Michael Malone’s new book, The Future Arrived Yesterday hit bookshelves on Monday. You may remember his name from the early 1990s prediction that work was going to become increasingly virtual. He got that right!
He now predicts that:
The best companies in the world will use the latest information processing, communications, and social networking technologies to become shape-shifters, constantly restructuring themselves to adapt to changing circumstances and new opportunities. They will become protean.
“These new protean corporations…will behave like perpetual entrepreneurial start-ups, continuously changing their form, direction, and even their identity.”
We need to plan for the following fundamental changes to our business worlds:
- Technology: digital devices will be ubiquitous; new management tools will be required to manage a globally diverse and scattered workforce.
- Organization: we’ll see accelerating de-centralization and destruction of hierarchies in larger enterprises; also, frequent restructuring – in a matter of weeks or months, which will require employees to continuously find their place in the new organization.
- Historical – there will be a continuing trend toward more web-based, mass-customized, “smart” products and services; a company’s history, myths, values and culture will be what keeps it together.

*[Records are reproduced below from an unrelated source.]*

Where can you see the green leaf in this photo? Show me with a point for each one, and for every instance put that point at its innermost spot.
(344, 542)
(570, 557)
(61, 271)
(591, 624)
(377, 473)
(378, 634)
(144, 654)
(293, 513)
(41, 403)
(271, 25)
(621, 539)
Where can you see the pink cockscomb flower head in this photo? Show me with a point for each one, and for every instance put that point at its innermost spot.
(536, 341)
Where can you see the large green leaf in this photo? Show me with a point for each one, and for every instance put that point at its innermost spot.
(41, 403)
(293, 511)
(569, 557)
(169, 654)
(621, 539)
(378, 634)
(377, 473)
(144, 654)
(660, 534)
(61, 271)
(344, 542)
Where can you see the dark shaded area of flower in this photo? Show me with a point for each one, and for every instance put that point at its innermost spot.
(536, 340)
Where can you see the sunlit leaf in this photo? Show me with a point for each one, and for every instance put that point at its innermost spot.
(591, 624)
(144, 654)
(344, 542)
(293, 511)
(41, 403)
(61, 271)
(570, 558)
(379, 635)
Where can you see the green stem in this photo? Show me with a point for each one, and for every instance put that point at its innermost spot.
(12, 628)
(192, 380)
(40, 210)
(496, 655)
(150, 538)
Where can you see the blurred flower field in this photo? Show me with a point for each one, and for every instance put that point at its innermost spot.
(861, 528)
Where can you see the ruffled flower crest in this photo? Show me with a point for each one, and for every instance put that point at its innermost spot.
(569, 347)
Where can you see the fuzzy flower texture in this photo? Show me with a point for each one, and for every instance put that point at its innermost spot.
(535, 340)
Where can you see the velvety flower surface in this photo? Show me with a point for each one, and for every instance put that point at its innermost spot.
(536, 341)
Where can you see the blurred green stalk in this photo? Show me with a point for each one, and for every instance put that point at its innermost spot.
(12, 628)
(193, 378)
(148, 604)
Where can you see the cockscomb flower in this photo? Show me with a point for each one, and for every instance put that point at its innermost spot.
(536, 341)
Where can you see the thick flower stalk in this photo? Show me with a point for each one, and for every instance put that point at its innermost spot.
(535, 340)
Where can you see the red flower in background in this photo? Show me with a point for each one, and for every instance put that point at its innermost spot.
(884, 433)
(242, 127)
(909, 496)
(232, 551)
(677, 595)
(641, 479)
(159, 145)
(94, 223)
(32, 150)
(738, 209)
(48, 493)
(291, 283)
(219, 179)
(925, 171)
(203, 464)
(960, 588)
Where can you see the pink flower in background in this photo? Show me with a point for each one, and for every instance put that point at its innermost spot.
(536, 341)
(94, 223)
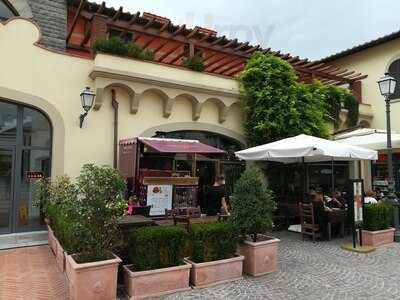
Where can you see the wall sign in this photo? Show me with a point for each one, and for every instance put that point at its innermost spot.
(33, 175)
(160, 198)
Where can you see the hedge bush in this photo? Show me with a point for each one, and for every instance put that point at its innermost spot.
(378, 216)
(212, 241)
(115, 45)
(157, 247)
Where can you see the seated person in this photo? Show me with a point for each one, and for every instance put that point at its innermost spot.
(132, 204)
(335, 201)
(370, 198)
(217, 198)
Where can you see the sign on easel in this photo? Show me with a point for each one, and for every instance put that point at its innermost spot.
(356, 189)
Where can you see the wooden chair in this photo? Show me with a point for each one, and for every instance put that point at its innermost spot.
(307, 221)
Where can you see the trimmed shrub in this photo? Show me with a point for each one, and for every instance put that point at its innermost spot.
(378, 216)
(212, 241)
(157, 247)
(252, 204)
(115, 45)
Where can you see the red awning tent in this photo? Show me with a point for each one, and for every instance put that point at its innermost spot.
(165, 145)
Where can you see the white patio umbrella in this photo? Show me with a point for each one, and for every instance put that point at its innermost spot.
(305, 148)
(368, 138)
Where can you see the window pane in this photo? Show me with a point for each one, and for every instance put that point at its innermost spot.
(37, 130)
(8, 123)
(5, 11)
(30, 217)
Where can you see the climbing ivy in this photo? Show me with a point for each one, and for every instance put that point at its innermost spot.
(278, 106)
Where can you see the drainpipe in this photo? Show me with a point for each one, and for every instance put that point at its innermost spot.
(114, 104)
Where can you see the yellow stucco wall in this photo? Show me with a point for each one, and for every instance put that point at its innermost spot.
(52, 82)
(375, 62)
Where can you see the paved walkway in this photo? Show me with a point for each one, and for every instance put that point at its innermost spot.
(316, 271)
(306, 271)
(30, 274)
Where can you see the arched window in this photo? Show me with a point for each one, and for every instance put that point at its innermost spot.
(6, 10)
(25, 155)
(394, 70)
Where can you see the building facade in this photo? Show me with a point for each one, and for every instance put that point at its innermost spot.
(47, 59)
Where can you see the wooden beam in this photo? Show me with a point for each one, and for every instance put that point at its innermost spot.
(160, 47)
(192, 33)
(179, 30)
(251, 50)
(216, 64)
(206, 65)
(75, 19)
(234, 70)
(88, 33)
(165, 26)
(241, 46)
(204, 38)
(228, 44)
(149, 41)
(166, 54)
(134, 18)
(176, 58)
(149, 23)
(227, 66)
(217, 41)
(117, 14)
(101, 8)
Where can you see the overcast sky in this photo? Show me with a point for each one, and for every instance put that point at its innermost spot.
(308, 28)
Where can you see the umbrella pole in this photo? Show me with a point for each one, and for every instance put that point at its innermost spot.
(333, 176)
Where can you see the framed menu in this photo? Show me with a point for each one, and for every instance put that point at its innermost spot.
(160, 198)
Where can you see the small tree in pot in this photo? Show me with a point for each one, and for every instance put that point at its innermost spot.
(252, 208)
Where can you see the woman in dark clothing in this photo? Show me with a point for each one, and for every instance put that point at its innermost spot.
(320, 214)
(217, 198)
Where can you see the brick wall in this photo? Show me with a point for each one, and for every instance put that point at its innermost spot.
(51, 15)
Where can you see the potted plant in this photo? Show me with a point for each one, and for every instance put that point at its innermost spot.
(213, 254)
(54, 199)
(252, 207)
(377, 224)
(157, 257)
(92, 270)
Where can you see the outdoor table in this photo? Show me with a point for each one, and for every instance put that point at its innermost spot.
(185, 219)
(336, 216)
(135, 221)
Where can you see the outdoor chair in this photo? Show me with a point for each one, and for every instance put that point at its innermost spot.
(144, 211)
(307, 221)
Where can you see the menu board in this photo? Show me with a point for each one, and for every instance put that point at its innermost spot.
(160, 198)
(357, 198)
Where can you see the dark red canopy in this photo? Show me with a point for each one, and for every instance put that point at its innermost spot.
(179, 146)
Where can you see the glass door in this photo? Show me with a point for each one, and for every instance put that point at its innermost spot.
(6, 188)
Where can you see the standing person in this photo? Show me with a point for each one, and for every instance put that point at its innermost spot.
(217, 198)
(320, 213)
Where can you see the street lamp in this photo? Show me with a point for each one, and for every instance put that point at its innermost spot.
(87, 99)
(387, 86)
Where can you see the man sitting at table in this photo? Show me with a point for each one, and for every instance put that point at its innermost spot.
(217, 198)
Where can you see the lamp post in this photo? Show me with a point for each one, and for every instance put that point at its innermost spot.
(87, 99)
(387, 86)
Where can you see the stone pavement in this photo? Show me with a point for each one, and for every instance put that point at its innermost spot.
(316, 271)
(30, 274)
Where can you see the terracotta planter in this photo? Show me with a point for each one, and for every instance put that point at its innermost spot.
(94, 280)
(60, 255)
(215, 272)
(154, 283)
(378, 238)
(52, 242)
(260, 257)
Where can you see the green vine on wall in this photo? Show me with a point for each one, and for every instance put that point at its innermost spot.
(278, 106)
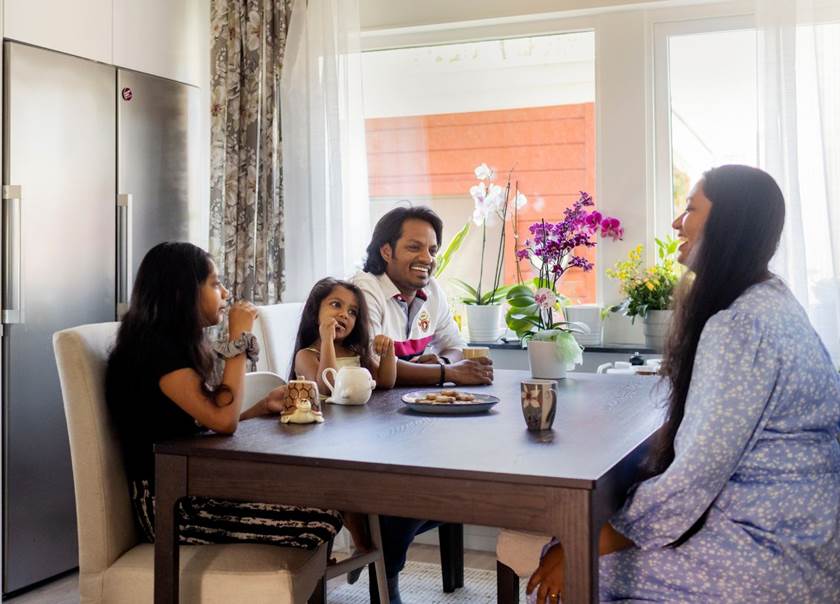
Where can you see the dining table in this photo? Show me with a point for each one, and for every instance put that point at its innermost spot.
(471, 468)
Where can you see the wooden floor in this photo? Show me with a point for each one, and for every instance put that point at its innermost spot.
(66, 589)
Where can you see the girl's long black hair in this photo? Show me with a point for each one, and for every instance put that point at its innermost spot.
(739, 238)
(164, 313)
(357, 340)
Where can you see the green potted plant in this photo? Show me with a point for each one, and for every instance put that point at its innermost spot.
(535, 312)
(483, 305)
(648, 291)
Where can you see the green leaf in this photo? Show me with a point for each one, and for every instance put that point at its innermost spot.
(453, 246)
(520, 291)
(494, 297)
(521, 301)
(518, 324)
(471, 296)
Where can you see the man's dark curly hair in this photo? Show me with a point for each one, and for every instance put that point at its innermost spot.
(389, 230)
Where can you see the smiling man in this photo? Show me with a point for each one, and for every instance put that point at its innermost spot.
(409, 306)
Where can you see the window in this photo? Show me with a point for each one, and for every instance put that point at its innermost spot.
(707, 114)
(525, 105)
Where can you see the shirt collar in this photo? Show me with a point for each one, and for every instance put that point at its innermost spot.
(391, 291)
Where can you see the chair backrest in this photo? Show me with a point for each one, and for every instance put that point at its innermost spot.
(257, 385)
(276, 328)
(103, 507)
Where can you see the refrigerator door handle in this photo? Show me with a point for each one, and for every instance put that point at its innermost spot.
(123, 253)
(12, 255)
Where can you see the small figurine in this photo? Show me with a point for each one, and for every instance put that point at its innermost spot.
(302, 405)
(302, 413)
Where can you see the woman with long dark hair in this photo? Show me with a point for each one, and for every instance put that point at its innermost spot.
(743, 499)
(159, 386)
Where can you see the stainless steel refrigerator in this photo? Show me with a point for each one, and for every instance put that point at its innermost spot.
(98, 166)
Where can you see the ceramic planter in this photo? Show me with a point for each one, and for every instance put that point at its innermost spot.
(484, 322)
(542, 357)
(656, 325)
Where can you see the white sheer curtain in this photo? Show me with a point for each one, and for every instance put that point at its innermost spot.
(799, 144)
(324, 157)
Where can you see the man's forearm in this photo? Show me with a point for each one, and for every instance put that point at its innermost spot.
(417, 374)
(453, 354)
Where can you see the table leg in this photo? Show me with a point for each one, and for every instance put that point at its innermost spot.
(171, 485)
(575, 530)
(379, 563)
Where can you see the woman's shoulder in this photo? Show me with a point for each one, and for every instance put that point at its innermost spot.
(764, 303)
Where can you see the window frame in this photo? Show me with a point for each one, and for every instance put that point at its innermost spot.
(663, 208)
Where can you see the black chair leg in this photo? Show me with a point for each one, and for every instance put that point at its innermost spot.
(451, 538)
(507, 584)
(319, 596)
(372, 586)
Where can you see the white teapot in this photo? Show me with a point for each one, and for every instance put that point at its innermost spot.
(350, 385)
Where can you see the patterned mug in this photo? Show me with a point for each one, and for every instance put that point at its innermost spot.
(539, 403)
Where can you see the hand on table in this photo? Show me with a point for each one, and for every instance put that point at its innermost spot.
(426, 359)
(383, 346)
(471, 372)
(550, 577)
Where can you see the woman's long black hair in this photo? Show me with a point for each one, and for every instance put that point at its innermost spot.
(739, 238)
(357, 340)
(164, 313)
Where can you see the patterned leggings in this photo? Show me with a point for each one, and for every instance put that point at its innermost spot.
(202, 521)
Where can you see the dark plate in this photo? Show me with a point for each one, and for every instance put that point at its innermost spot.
(482, 402)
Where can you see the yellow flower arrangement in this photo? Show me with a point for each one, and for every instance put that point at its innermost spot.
(650, 288)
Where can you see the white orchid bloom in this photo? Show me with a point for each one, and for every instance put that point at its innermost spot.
(545, 298)
(495, 197)
(483, 172)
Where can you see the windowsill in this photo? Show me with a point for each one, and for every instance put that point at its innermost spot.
(606, 348)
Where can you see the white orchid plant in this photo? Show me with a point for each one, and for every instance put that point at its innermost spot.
(491, 205)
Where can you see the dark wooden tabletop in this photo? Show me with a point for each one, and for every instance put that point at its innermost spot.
(600, 419)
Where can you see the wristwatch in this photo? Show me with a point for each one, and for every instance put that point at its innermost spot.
(246, 343)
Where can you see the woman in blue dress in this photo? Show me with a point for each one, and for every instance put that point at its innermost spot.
(743, 499)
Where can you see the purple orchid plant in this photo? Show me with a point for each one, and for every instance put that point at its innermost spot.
(552, 249)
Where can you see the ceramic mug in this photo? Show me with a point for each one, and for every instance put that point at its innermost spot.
(476, 352)
(349, 385)
(539, 403)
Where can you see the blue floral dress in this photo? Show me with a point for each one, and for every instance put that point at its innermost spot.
(757, 464)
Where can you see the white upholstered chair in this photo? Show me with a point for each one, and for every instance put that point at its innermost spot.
(276, 329)
(114, 566)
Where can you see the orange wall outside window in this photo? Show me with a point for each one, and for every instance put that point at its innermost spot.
(551, 149)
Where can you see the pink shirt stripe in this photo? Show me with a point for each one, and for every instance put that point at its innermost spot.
(411, 347)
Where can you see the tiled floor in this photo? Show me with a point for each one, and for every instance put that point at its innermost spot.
(66, 589)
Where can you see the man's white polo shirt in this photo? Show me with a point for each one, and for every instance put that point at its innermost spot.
(424, 324)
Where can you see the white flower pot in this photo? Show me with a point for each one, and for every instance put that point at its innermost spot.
(484, 322)
(656, 325)
(542, 356)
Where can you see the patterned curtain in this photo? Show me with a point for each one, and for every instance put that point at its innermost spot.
(246, 205)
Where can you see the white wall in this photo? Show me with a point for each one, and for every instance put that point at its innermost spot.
(385, 14)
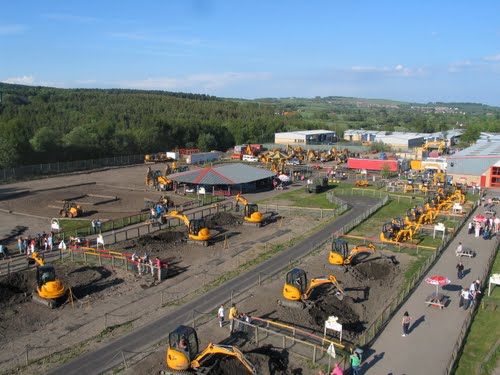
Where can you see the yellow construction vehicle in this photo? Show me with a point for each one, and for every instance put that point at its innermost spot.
(49, 291)
(71, 209)
(391, 233)
(157, 181)
(340, 255)
(251, 211)
(296, 291)
(197, 230)
(361, 180)
(182, 353)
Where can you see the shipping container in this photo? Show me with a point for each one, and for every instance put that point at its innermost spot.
(377, 164)
(173, 155)
(202, 157)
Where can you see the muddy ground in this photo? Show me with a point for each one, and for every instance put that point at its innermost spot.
(122, 295)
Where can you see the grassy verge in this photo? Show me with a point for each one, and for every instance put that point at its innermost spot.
(300, 198)
(75, 351)
(483, 335)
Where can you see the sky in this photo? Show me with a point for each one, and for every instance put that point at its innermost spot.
(418, 51)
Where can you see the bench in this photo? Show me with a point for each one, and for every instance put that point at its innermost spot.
(436, 300)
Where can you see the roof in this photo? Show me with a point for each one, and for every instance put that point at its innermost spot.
(305, 132)
(483, 150)
(225, 174)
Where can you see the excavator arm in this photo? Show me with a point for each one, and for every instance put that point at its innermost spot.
(360, 249)
(215, 349)
(179, 216)
(323, 280)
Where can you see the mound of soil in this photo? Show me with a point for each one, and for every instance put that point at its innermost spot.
(223, 219)
(162, 237)
(380, 269)
(267, 359)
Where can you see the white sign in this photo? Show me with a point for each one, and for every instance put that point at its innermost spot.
(331, 351)
(331, 323)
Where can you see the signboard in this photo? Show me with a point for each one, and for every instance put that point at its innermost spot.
(331, 351)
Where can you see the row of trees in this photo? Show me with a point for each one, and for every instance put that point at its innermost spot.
(40, 124)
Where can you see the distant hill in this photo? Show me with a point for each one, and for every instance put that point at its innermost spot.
(42, 124)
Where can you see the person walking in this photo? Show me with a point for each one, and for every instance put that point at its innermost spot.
(459, 249)
(460, 270)
(406, 324)
(337, 370)
(233, 314)
(220, 315)
(355, 362)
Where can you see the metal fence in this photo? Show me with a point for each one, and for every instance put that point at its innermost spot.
(37, 170)
(455, 354)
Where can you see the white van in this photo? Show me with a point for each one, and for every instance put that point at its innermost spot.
(250, 158)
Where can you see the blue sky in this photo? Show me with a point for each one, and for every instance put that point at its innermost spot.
(403, 50)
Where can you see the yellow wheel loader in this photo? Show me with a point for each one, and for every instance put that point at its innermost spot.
(296, 291)
(50, 292)
(197, 229)
(182, 353)
(251, 211)
(71, 209)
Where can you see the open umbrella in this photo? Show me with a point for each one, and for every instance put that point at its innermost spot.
(479, 218)
(437, 280)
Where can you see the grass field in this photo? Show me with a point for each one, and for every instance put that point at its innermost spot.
(300, 198)
(483, 335)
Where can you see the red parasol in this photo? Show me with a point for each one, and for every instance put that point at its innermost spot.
(479, 218)
(437, 280)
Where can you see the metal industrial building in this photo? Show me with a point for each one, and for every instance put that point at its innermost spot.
(227, 177)
(306, 137)
(477, 165)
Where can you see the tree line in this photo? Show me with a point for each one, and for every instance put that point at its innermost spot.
(42, 124)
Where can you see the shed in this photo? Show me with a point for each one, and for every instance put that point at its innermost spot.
(478, 164)
(306, 137)
(235, 176)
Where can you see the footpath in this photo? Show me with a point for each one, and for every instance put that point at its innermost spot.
(433, 332)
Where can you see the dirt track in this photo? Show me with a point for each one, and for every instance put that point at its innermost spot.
(125, 294)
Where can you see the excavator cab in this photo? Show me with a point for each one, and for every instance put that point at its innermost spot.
(295, 284)
(182, 348)
(339, 252)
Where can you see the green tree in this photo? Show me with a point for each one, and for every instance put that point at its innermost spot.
(44, 139)
(206, 142)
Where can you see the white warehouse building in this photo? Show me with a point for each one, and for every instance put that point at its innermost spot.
(306, 137)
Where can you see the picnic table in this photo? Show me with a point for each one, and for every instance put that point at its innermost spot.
(436, 300)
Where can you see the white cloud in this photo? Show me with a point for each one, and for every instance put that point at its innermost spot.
(492, 57)
(12, 29)
(155, 37)
(196, 81)
(24, 80)
(70, 18)
(398, 70)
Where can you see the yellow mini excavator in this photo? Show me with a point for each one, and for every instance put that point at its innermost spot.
(197, 229)
(296, 292)
(340, 255)
(252, 214)
(71, 209)
(49, 291)
(182, 353)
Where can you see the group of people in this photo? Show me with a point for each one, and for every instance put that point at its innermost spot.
(469, 296)
(40, 242)
(96, 226)
(484, 229)
(145, 262)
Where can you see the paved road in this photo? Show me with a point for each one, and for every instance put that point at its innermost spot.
(109, 355)
(434, 332)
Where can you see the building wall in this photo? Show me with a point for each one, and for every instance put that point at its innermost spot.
(290, 141)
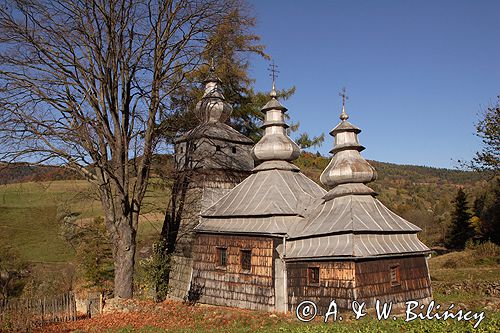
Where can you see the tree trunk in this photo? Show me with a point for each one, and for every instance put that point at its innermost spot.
(124, 258)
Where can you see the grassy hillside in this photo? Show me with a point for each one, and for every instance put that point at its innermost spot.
(30, 212)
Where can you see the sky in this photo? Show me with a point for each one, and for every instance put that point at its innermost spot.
(417, 73)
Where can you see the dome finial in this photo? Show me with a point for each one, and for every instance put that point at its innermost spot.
(343, 116)
(274, 74)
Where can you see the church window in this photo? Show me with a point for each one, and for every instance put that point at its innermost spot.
(395, 275)
(246, 260)
(221, 257)
(313, 275)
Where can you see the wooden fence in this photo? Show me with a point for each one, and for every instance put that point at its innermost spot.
(40, 311)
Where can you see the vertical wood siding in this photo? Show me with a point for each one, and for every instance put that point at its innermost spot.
(231, 286)
(364, 281)
(336, 282)
(373, 280)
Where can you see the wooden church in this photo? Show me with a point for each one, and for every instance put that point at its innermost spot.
(278, 238)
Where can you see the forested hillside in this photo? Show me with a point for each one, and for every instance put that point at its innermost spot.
(422, 195)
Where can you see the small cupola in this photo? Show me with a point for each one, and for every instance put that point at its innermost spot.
(347, 170)
(213, 106)
(275, 145)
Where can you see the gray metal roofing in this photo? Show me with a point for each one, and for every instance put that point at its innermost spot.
(215, 130)
(353, 213)
(270, 225)
(353, 245)
(269, 192)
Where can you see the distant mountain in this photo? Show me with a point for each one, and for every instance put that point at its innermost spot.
(422, 195)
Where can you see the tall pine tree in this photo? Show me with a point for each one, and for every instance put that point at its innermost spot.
(460, 229)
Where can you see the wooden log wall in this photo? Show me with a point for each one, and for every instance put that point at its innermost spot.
(373, 280)
(232, 286)
(336, 282)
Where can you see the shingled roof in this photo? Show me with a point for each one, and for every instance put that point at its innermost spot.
(276, 197)
(350, 221)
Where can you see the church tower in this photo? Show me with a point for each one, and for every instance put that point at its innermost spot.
(210, 160)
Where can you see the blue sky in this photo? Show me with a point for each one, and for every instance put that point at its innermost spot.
(417, 72)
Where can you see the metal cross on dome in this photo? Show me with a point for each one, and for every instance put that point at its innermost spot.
(344, 96)
(273, 69)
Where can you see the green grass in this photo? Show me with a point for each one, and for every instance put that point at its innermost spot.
(30, 216)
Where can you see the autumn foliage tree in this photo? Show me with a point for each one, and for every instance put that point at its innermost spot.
(83, 84)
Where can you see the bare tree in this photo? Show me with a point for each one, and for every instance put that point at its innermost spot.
(82, 84)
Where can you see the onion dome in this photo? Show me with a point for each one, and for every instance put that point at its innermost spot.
(275, 145)
(213, 106)
(348, 171)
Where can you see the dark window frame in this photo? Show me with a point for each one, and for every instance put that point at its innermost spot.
(395, 275)
(246, 260)
(221, 259)
(313, 276)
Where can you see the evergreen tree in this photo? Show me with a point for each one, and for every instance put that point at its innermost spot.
(487, 208)
(460, 229)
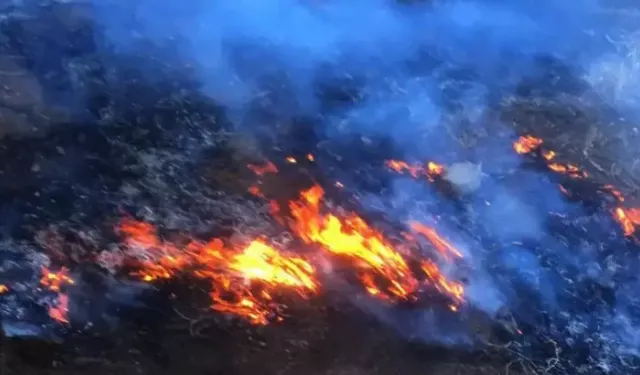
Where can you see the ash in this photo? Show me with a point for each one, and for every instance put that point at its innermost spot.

- Generational –Gen Y is an entrepreneurial generation whose impact will be making the new technologies work right; they will demand that their work be as challenging and change as frequently as the rest of their life.
Malone also suggests that the tools for success already exist for becoming protean, and cites companies like Google, Twitter, and Wikipedia as being early-stage protean, as well as some large, well-known companies like HP, Intel and IBM.
How will these changes impact agencies and new business? Here are a few of my recommendations and predictions…
- Stay current with the latest technologies. Those agencies that fall behind will be left permanently behind. Marketers will need to be incredibly adaptive just to survive the coming upheavals in their own companies and industries, and will depend on marketing partners who are more knowledgeable than they are.
- The continuing destruction of corporate hierarchies is going to make it harder to determine who’s in charge, and that responsibility will change and morph more than it already has.
- There will be increased opportunities to communicate a company’s myths and history internally to widespread and diverse employees. Everyone will need to know what the company stands for; effective communication to all stakeholders will be critically important.
- One of the greatest opportunities will be harnessing the creative, entrepreneurial energies of Gen Y employees.
- New business development will also change shape, and will likely be driven by connections that will begin and grow digitally through social networking. Meetings are likely to take place more virtually than they do today.
What I don’t predict will change: people will still do business with people they like. The ability of your new business person to “connect” with your prospects will be as important as ever.
This book is likely to become a business bestseller. Change is coming and you’ll want to keep up with it.